As we prepare to go backpacking this weekend, I again find myself running quite short on time. I have packing to do, sleep to get, and a lunch to make - I’m so thankful for the opportunity to go on this trip, but it doesn’t leave me much time for writing this week! The time is ripe for another peek into Bible school studies. This time, I’m publishing a short paper from our 1-week class on the image of God as a Farmer throughout Scripture, specifically in the book of Isaiah. I focused on the relationship between farming imagery and judgement. Thanks for reading!
In Scripture, God uses the actions of plowing, threshing, and crushing as images of His judgement on His people and His enemies. Although the two judgements differ, God reaps a harvest of His glory from both. In Isaiah 28:23-29, God foretells the judgement of His people by describing a farmer who plants and harvests a crop. The passage begins with a series of rhetorical questions about plowing and planting practices, then declares that God teaches the farmer, showing Him the right way to farm. It moves on to speaking about the threshing and harvesting of the crops and ends with another assurance that the Lord of all creation teaches His people: “This also comes from the LORD of hosts; he is wonderful in counsel and excellent in wisdom.” The farming practices referenced at the beginning and middle of the passage refer to God’s dealings with His people. This passage communicates the Lord’s decree of destruction for Israel’s sin using harvest language. The broader context involves Israel making a covenant with death and making lies their refuge when they already had a covenant with and refuge in God Himself, and receiving judgement from God as a result. God uses the language of harvest to communicate why and how He judges His people.
Exploring the concept of harvest as an image of judgement yields several conclusions about God’s character that help create an accurate picture of God’s judgement. Like a farmer knows the proper way to tend his crops, from plowing to harvest, God in His wisdom knows the proper way to deal with His people in every season. As the farmer knows the time to thresh His crops, God knows the time to bring judgement, but He also knows that like the harvest season, the season of judgement for His people doesn’t last forever. The Lord’s wisdom applies to every part of His dealings with His people. He doesn’t judge them in irrational anger or pour out His wrath forever any more than a farmer harvests out of impatience or continues to beat the grain harvest longer than necessary. God pours out judgement on His people only as much as He needs to to ensure a harvest of His glory from the people he tends like a farmer tends his fields.
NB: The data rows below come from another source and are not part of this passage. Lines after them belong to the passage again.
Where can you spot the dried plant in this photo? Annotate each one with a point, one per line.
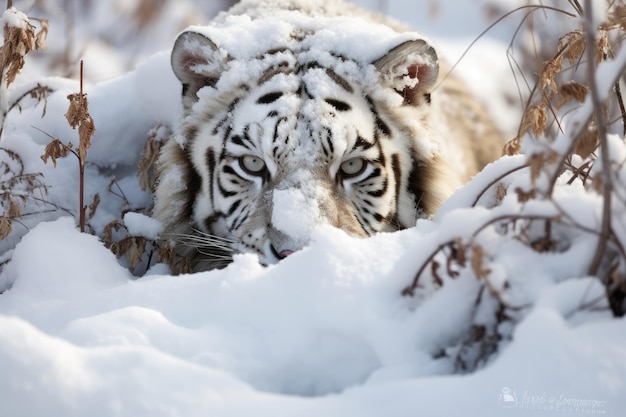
(17, 188)
(157, 137)
(78, 117)
(20, 38)
(563, 134)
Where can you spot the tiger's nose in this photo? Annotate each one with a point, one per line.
(283, 253)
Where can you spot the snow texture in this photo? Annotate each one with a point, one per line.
(325, 332)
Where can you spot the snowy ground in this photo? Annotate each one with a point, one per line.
(326, 332)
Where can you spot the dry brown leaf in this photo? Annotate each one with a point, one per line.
(573, 45)
(78, 116)
(14, 209)
(535, 119)
(135, 251)
(524, 196)
(150, 156)
(512, 147)
(586, 143)
(42, 35)
(547, 76)
(92, 207)
(112, 226)
(5, 227)
(77, 112)
(85, 132)
(19, 40)
(478, 262)
(501, 192)
(572, 90)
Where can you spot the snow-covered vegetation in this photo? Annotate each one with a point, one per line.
(510, 301)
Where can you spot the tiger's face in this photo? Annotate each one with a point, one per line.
(275, 146)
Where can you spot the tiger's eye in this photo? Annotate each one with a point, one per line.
(353, 167)
(252, 165)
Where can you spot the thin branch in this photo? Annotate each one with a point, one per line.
(491, 26)
(607, 187)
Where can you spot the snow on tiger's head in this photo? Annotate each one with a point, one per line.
(293, 123)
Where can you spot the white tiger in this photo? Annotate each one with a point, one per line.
(299, 113)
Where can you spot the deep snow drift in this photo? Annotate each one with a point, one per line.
(325, 332)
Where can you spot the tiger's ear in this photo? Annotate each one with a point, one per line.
(411, 69)
(197, 62)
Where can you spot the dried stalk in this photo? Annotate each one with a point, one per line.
(607, 185)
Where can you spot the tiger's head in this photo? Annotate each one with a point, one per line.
(296, 137)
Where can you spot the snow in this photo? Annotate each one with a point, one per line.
(327, 330)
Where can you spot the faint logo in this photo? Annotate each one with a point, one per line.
(508, 398)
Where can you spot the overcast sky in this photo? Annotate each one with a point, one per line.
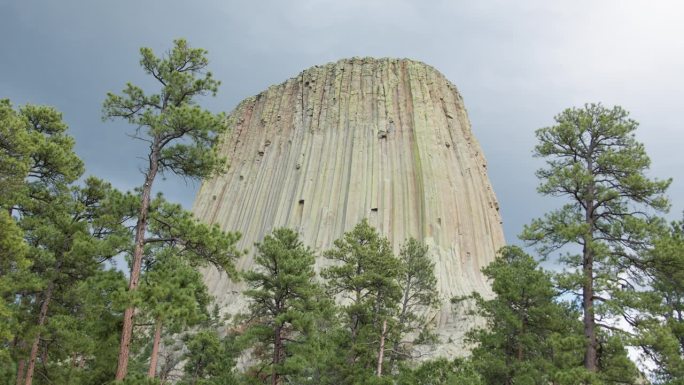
(516, 63)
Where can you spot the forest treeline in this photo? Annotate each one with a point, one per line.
(68, 315)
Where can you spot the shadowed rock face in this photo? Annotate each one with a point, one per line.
(385, 139)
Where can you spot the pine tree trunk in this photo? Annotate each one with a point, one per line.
(140, 229)
(590, 356)
(155, 350)
(41, 321)
(401, 326)
(381, 352)
(277, 350)
(20, 371)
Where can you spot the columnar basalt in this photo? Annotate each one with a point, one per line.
(383, 139)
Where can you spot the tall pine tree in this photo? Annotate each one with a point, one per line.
(594, 162)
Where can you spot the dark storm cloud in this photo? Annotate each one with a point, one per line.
(517, 64)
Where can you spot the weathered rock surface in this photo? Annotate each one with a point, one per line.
(385, 139)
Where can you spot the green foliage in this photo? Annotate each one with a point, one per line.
(285, 304)
(182, 135)
(660, 322)
(210, 359)
(172, 292)
(594, 161)
(364, 275)
(183, 140)
(199, 244)
(440, 372)
(419, 295)
(525, 327)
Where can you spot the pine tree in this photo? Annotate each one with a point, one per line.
(419, 296)
(660, 322)
(526, 328)
(69, 237)
(181, 136)
(365, 277)
(172, 296)
(36, 155)
(283, 297)
(594, 161)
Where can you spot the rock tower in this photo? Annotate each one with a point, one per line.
(383, 139)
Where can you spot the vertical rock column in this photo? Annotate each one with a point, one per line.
(383, 139)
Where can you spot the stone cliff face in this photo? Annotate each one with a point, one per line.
(384, 139)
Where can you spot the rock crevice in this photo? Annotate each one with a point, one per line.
(383, 139)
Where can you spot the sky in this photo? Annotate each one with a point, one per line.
(517, 64)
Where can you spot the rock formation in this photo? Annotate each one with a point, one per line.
(385, 139)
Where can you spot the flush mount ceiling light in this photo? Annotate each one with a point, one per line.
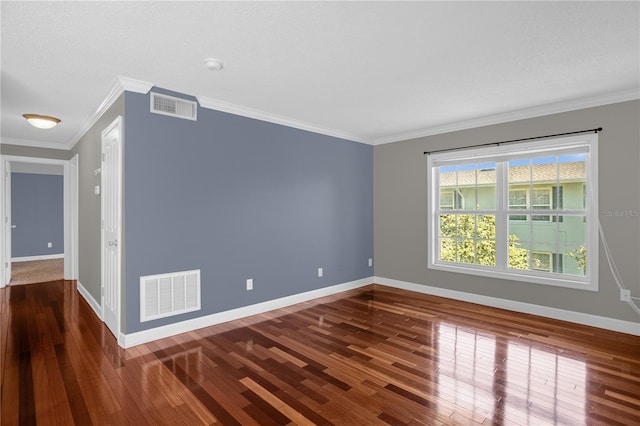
(41, 121)
(213, 64)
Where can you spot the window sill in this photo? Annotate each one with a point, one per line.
(532, 277)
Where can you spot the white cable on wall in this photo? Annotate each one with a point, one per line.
(614, 268)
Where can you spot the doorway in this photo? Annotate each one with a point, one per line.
(69, 170)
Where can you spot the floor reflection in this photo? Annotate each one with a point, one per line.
(508, 381)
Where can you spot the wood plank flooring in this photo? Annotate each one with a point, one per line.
(370, 356)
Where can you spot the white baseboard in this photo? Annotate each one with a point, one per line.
(137, 338)
(97, 307)
(43, 257)
(527, 308)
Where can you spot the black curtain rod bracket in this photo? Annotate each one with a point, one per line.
(577, 132)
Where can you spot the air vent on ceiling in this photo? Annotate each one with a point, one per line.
(175, 107)
(165, 295)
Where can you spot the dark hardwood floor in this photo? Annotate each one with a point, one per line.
(370, 356)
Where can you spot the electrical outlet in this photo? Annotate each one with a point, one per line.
(625, 295)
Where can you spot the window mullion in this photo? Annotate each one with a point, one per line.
(502, 197)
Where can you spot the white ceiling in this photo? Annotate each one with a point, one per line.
(374, 72)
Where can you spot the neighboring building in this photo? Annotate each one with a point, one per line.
(554, 186)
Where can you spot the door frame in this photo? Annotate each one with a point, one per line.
(118, 123)
(70, 212)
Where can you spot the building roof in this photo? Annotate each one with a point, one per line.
(538, 173)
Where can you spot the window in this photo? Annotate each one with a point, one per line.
(541, 261)
(451, 200)
(524, 212)
(521, 198)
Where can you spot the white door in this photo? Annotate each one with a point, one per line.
(7, 223)
(111, 222)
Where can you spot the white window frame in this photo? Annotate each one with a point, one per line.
(501, 154)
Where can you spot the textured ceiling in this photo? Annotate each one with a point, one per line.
(369, 71)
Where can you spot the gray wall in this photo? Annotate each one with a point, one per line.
(28, 151)
(37, 204)
(88, 149)
(400, 209)
(240, 198)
Farmers also separate the good harvest from the part of the harvest they can’t use, which they throw away. Like a farmer threshing crops, God separates His people from those that act against Him and seek to harm His chosen ones. In Isaiah 41:15-16, God foretells the judgement of His enemies by using the image of grain harvest. He promises to use His people like a threshing sledge to harvest His enemies: “behold, I make of you a threshing sledge, new, sharp, and having teeth…you shall winnow them, and the wind shall carry them away, and the tempest shall scatter them.” Unlike His judgement on His people, which is temporary, God’s judgement on His enemies ends in total destruction, similar to the end of the chaff in the harvest. God brings judgement on His enemies, but He doesn’t scatter them because He enjoys seeing them destroyed. Rather, He judges to protect His people, and ultimately, to bring Himself glory: “the tempest shall scatter them. And you shall rejoice in the LORD; in the Holy One of Israel you shall glory.” Like the harvest season, God’s judgement of His people doesn’t last forever, and like the separation of the grain and the chaff, His judgement on His enemies is final and irreversible. Ultimately, both judgements serve the same purpose - to give God a harvest of rejoicing and glory for His wisdom and love for His people.